I have been making pots mainly in raku for nearly 25 years! I graduated from Middlesex University having specialised in the technique of raku kiln firing. This method I have continued to refine over time, and the endless surface variations and colours the process can yield never cease to fascinate me. It can be an elusive yet equally fascinating technique. I tend to work with copper based glazes which can develop turquoise, deep blue, green or bright copper and bronze tones.

More recently I have begun to develop my own volcanic glaze pots, which like Raku can be very temperamental- but equally as intriguing and very tactile, with dry crater surfaces! These are fired to around 1240c- with Raku being much lower fired to around 1000-1050c.

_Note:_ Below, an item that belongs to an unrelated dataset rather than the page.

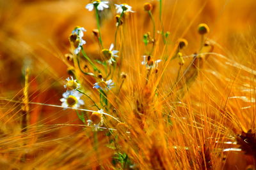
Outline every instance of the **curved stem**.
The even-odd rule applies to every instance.
[[[100,42],[100,47],[103,49],[103,43],[102,39],[101,38],[101,31],[100,31],[100,17],[99,15],[99,10],[97,8],[95,8],[95,13],[96,13],[96,20],[97,20],[97,26],[98,27],[99,31],[99,41]]]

Initially I made slab constructed pots and these I continue to develop and make. They echo modernist forms whilst also referencing older more archaic sculpture. I also have pursued wheel thrown pottery in tandem and these are loosely inspired by both traditional Pottery from Japan and pre medieval or iron age ceramics. I throw all my pots on an old upright kick wheel which was my Mum’s.

I have work on show at Buckenham Galleries in Southwold and a bit further afield at Ship of Fools in the Orkney Isles. I am a member of Anglian Potters and am featured in a recent book on Raku entitled “Contemporary Raku”- authored by Stephen Murfitt and published by Crowood Press in 2023.

I now work from my home workshop in Earls Colne having moved from Halstead after 15 years in August 2023.